Opinião: A aura perdida e reencontrada
A frase do Ministro da Educação – “Professores em manifestações perdem a ‘aura’ da profissão” -, dita há dias, é particularmente interessante, ao recuperar um termo tão rico em subtilezas. Na verdade, o que é a “aura”? É ao filósofo alemão Walter Benjamin, muito estudado nos cursos de comunicação, que inevitavelmente temos de recorrer. Nos anos 30 do século passado apresentou de forma magistral a noção de aura – tornando-a um dos seus conceitos mais inspiradores. Num célebre texto sobre arte, Benjamin descreveu a aura como a qualidade única, irrepetível e distante de uma obra, vinculada à sua autenticidade e ao seu “aqui e agora”. O conceito pode aplicar-se a todas as realidades, e remete para uma espécie de prestígio simbólico, para uma distância reverencial que separa a obra (ou o objeto, o lugar ou a pessoa) do observador. É esta distância que lhe dá autoridade e solenidade: a autoridade silenciosa que emana de algo único, irrepetível, situado num tempo e num espaço intocáveis.
Se aplicarmos esta grelha ao campo educativo, a “aura” do professor corresponde à dimensão simbólica de autoridade, respeito e legitimidade social que tradicionalmente envolve a figura docente. O professor, enquanto detentor de saber e mediador do conhecimento, surge com uma dignidade que o distancia da esfera comum, quase como uma figura de referência moral e intelectual. Ao dizer que os professores “perdem aura” quando se manifestam, o Ministro sugere que a ação reivindicativa – os docentes na rua, em protesto – retira-lhes essa distância reverencial. Transforma-os em figuras comuns, próximas do conflito social, em vez de guardiões de uma autoridade intocável. Como se integrar uma manifestação fosse uma forma de “profanar” a aura da profissão.

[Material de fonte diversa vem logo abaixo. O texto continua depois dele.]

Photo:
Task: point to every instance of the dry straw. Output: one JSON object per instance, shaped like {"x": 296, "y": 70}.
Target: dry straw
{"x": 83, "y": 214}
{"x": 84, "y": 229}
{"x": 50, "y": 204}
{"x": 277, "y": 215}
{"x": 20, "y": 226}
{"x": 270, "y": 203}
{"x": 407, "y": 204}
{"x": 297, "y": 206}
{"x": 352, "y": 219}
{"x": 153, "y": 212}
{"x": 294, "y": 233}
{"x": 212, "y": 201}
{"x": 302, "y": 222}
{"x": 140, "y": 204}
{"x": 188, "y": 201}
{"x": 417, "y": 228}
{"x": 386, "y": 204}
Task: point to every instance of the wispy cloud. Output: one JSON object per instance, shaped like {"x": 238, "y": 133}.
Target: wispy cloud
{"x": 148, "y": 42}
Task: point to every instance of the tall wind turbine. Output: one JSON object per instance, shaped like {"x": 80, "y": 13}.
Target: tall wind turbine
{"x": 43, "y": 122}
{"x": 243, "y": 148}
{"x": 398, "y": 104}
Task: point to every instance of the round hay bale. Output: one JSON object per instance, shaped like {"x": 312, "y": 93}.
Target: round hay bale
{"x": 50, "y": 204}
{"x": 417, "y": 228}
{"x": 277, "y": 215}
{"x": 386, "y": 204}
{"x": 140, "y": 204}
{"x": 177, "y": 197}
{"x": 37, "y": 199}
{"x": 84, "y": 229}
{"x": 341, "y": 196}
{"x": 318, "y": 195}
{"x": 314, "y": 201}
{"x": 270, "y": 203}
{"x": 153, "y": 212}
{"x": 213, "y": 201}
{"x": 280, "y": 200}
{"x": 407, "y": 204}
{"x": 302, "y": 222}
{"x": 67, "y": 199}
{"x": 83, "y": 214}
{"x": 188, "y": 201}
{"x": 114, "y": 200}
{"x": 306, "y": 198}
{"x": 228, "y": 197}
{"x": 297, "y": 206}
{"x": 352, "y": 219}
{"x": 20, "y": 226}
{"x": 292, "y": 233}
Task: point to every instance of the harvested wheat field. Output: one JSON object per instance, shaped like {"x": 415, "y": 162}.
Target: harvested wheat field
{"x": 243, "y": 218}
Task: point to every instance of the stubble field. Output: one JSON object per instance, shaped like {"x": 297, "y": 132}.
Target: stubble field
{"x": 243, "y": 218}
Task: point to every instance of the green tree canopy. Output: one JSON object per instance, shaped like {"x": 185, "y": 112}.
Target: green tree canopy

Ora, esta é apenas uma das faces da aura – e, diria, a menos interessante. Benjamin diz-nos que a perda da aura é um facto histórico inevitável e ambivalente – mas que é de igual modo uma condição que abre possibilidades radicalmente novas de acesso e de experiência. Pensemos num exemplo simples. Uma pintura de Van Gogh, guardada num museu, está absolutamente cheia de aura: poucos a podem ver, e apenas em condições controladas, sempre à distância. Já a fotografia dessa mesma obra, impressa numa t-shirt ou numa capa de smartphone, perde esse brilho único. Mas ganha algo de diferente: ganha sentido público, é acessível a milhões de pessoas, permite a sua fruição e múltiplas formas de apropriação criativa. A aura da distância dá lugar à proximidade da experiência partilhada. A sua existência entrelaça-se com a comunidade, com o seu pulsar, com os seus afetos.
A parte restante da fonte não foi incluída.